||The major focus of this project is to identify groundwater biodiversity hot spots in SA, and to link these areas of high diversity to their geological and climatological history. The geology and climatological history of areas can give important clues about the timing and the circumstances that surface freshwater (and sometimes also marine) groups invaded the groundwater environment. Because dispersal in groundwater is very limited, obligate groundwater fauna is usually spatially restricted and can therefore be used as important indicator species of water quality parameters. Localities that potentially contain groundwater fauna are in areas with fractured rocks, karstified limestones, or coarse alluvial depositions. However, the presence or absence of groundwater fauna in such areas will depend on whether surface fauna would have had the chance to colonise the groundwater environment some time in the geological history. For sampling groundwater we are restricted to use existing 'windows' to the groundwater environment, which are: wells, bores, springs, caves and creek beds with very shallow water table.

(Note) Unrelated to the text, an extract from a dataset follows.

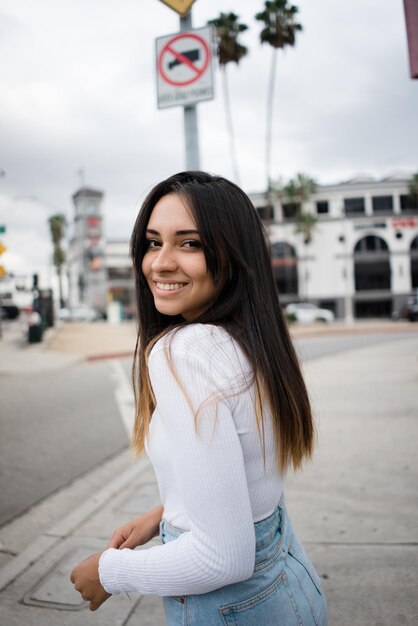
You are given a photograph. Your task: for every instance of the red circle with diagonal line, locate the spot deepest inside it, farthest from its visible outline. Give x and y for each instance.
(168, 49)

Initial sampling efforts will concentrate on localising presence of groundwater fauna in the following main areas Southern Flinders Ranges, Mount Lofty Ranges, Limestone Coast of the South East and Eyre Peninsula.
Preliminary collecting in the Gammon and Flinders Ranges in October 02 revealed significant biodiversity in ground water samples from springs and creek beds. All invertebrate groups that are to be expected in the ground water environment were present: eg. Amphipoda, Isopoda, Syncarida, Copepoda, Gastropoda, Turbellaria.